I've been pondering on this for a couple of days ... When does the kernel need to log data which is non-7bit-ASCII? Obviously it is related to messages which is non-English or other binary data. But seriously, when does this *really* happen? Can someone point me to some kernel code where this is an important feature? Which other scenarios would non-7bit-ASCII values be valuable? When something above 0x7f needs to be logged, it's often binary data - where a hex notation might even make more sense.
UTF-8 also supports the complete 7 bit ASCII range, so displaying purified 7bit ASCII strings on UTF-8 terminals is not a problem.
In this perspective, it makes most sense to whitelist \t, \n and 0x20-0x7f ... IMO, anything outside this range should be considered potentially harmful, and can and should therefore be escaped.
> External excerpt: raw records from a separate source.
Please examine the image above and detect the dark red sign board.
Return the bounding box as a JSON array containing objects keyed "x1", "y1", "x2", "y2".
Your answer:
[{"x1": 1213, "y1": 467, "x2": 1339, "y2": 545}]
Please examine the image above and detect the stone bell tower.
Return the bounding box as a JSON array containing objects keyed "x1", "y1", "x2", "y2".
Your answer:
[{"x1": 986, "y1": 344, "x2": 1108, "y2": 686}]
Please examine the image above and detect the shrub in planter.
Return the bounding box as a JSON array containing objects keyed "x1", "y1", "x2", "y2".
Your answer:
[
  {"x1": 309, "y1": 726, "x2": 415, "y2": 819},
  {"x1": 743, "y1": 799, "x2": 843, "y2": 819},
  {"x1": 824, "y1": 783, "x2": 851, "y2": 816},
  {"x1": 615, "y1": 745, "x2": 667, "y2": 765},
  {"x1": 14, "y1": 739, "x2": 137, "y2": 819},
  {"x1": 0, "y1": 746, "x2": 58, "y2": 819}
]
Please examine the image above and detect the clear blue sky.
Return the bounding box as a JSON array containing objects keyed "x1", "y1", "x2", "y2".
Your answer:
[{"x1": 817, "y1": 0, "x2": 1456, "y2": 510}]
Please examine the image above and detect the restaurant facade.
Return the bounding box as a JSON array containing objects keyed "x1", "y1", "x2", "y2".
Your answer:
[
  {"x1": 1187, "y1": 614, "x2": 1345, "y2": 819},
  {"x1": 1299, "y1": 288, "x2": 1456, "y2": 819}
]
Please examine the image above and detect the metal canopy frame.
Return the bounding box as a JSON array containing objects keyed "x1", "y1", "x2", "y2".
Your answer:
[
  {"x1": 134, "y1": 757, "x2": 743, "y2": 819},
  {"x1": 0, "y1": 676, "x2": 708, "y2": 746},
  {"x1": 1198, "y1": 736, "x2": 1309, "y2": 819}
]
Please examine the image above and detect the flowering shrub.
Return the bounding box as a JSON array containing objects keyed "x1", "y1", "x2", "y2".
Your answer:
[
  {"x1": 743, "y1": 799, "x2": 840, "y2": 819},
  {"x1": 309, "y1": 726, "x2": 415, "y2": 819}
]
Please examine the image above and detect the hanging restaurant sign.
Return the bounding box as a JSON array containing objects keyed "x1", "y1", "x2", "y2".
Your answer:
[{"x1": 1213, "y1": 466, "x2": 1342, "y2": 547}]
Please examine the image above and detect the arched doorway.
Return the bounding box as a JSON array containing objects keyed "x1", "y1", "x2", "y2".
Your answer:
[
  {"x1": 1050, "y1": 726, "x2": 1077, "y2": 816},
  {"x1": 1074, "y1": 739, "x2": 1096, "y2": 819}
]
And *if* this causes an issue later on with UTF-8, it is easier to expand a valid range - than to do the reverse. Which is kind of the "pain" in this discussion, reducing the number of valid characters is always painful.
Of course user-space should do their sanitation as well. *But* security is about layers. If kernel can provide sane log data, and user-space also can filter out gibberish which sneaked under the kernel radar, that's when you have redundant security. Tossing the ball back and forth claiming user-space or kernel-space should have the responsible is just silly, especially the day when something breaks.